Уже приводившаяся и ставшая чуть ли не крылатой фраза многолетнего директора ЦРУ Аллена Даллеса о желании иметь «таких трех-четырех человек, как Абель в Москве», известна гораздо больше другого исключительно важного признания главного церэушника, сделанного им в беседе с адвокатом полковника Джеймсом Донованом: «Можно только пожалеть, что он вышел не из нашей разведслужбы».
Американцы, и особенно пресса, именовали Абеля «величайшим разведчиком ХХ века». Давайте сделаем понятную скидку на гордость собственными спецслужбами. Разведчик величайший, но после долгих лет упорной погони полковник разоблачен и заканчивает свой век в тюрьме.
Трудно поверить, однако в США практически ничего не сумели раскопать о предыдущей деятельности Абеля. Ни его реальные военные подвиги, что относительно понятно, ни несколько долгосрочных довоенных нелегальных командировок в Западную Европу в поле зрения «главного противника» не попали.
Отдадим должное промолчавшему при его аресте перебежчику Орлову, который не мог не увидеть заполонивших газеты фотографий советского нелегала — своего бывшего помощника и радиста. Но промолчал — слава богу! Воздадим должное героизму Фишера, чей «полковник Абель» хранил в суде дорого ему дававшееся, однако гордо выглядевшее безразличное молчание. Американцы из него ничего, ну совершенно ничегошеньки не выудили. Вильям Генрихович Фишер держался скалой, несмотря на неоспоримые улики. В истории мировой разведки такого не было и вряд ли когда-нибудь повторится: назвавшийся Абелем не сказал врагу а-б-с-о-л-ю-т-н-о ничего. Ни единой детали, ни даже какого-либо незначительно-правдивого профессионального эпизода.

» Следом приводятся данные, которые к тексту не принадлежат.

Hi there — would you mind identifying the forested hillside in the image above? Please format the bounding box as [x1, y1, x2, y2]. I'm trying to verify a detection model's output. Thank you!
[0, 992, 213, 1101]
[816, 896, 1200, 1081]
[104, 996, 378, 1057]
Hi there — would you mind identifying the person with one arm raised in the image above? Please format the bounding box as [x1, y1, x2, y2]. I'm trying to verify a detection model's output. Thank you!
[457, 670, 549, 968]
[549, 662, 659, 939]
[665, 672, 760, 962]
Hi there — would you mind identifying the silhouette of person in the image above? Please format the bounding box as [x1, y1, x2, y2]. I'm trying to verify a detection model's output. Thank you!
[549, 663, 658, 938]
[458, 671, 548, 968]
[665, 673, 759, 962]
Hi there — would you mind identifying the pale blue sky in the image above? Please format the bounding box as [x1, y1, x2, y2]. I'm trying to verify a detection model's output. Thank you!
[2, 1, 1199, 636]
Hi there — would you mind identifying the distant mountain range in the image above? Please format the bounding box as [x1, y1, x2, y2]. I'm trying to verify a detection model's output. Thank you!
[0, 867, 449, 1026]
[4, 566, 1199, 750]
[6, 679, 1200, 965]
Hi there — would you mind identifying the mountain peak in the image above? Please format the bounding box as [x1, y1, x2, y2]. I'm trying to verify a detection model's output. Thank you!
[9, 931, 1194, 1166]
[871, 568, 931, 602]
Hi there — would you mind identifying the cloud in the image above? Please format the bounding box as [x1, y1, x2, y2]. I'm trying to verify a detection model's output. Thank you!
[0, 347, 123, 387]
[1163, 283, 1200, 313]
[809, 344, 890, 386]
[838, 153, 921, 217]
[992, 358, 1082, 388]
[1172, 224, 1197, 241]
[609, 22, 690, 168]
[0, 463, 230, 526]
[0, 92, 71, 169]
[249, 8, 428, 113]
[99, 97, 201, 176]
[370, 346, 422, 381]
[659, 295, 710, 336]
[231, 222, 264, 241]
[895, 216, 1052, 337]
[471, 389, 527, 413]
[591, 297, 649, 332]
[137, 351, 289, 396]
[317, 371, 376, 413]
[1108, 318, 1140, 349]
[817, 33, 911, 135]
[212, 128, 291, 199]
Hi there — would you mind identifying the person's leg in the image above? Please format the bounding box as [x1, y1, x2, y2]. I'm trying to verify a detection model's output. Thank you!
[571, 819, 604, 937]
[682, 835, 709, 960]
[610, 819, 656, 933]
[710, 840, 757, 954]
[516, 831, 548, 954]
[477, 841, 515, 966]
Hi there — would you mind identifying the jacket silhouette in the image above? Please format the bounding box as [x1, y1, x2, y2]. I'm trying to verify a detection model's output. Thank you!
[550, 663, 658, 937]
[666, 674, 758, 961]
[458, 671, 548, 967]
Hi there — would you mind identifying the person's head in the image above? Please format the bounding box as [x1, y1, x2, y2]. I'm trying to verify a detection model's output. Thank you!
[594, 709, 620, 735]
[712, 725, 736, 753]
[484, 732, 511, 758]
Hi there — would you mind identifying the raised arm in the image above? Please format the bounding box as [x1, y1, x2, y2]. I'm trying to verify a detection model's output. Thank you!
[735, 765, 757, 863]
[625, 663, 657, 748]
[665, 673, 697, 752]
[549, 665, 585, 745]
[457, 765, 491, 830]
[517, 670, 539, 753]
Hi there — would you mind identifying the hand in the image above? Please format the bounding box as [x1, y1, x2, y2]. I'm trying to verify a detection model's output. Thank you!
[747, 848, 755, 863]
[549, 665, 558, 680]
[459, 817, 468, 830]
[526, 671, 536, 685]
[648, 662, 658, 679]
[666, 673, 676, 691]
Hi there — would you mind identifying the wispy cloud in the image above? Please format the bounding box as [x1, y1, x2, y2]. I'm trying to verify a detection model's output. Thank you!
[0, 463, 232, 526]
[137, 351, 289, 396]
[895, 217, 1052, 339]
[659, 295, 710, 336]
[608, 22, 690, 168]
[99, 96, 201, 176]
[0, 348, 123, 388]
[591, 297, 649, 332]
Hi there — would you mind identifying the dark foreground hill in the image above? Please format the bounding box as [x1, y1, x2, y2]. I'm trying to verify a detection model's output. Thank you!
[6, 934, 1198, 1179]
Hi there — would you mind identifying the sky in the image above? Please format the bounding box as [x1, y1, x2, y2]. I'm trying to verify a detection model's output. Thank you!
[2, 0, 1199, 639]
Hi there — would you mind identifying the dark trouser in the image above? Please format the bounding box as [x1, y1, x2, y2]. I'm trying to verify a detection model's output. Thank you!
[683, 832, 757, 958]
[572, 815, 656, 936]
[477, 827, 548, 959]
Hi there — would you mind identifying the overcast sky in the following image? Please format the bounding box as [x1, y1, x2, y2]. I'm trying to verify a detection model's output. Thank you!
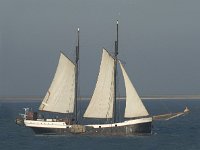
[0, 0, 200, 97]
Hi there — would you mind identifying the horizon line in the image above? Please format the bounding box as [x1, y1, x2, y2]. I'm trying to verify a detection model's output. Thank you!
[1, 95, 200, 101]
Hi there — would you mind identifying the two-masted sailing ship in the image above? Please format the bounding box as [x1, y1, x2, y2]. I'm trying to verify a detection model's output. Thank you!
[16, 21, 152, 135]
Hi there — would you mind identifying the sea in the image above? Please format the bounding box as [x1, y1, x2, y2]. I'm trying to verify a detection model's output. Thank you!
[0, 99, 199, 150]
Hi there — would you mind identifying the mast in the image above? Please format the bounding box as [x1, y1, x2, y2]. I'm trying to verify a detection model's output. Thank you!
[113, 20, 119, 123]
[74, 28, 79, 123]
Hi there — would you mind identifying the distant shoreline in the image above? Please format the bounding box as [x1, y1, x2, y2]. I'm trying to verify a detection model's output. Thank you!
[1, 95, 200, 102]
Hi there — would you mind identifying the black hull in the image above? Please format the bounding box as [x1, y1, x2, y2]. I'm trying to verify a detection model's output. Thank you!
[29, 122, 152, 136]
[31, 127, 71, 135]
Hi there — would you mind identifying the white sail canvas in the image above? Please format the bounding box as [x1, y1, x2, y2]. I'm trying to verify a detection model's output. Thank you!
[39, 52, 75, 113]
[84, 49, 115, 118]
[119, 61, 149, 118]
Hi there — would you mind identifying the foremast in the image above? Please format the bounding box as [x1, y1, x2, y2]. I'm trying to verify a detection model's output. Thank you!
[113, 20, 119, 123]
[74, 28, 80, 123]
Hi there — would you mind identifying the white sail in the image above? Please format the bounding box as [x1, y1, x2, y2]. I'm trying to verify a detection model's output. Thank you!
[84, 49, 115, 118]
[39, 52, 75, 113]
[119, 61, 149, 118]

В ЦРУ не сумели проникнуть в тайны советского резидента. Он так и остался для них полковником Абелем. Следствие ни на йоту не продвинулось в расследовании его деятельности, эксперты лишь предполагали, какой ущерб он мог нанести США. В американских спецслужбах имели о нем весьма смутное представление: в ФБР до сих пор не уверены относительно точной даты въезда гражданина США по имени Эндрю Кайотис в США. А между тем 14 ноября 1948 года литовец Кайотис (вспомните командировки майора Фишера в Прибалтику) сошел на берег канадского Квебека, прибыв на корабле «Скифия» из Германии. Долгие годы проживший в США Кайотис, 1895 года рождения, навестив родную Литву, возвращался домой в Детройт. Из Канады он быстро перебрался в США, о чем свидетельствуют сохранившиеся отметки иммиграционного и таможенного контроля. И тут же пропал. Впрочем, Кайотис исчез еще задолго до этого: настоящий обладатель этого невымышленного имени и совсем неподдельного американского паспорта своей смертью скончался в одной из больниц Советской Литвы в 1948-м. Майор Фишер, отправленный в командировку в Ригу, изучил его биографию со свойственной ему основательностью.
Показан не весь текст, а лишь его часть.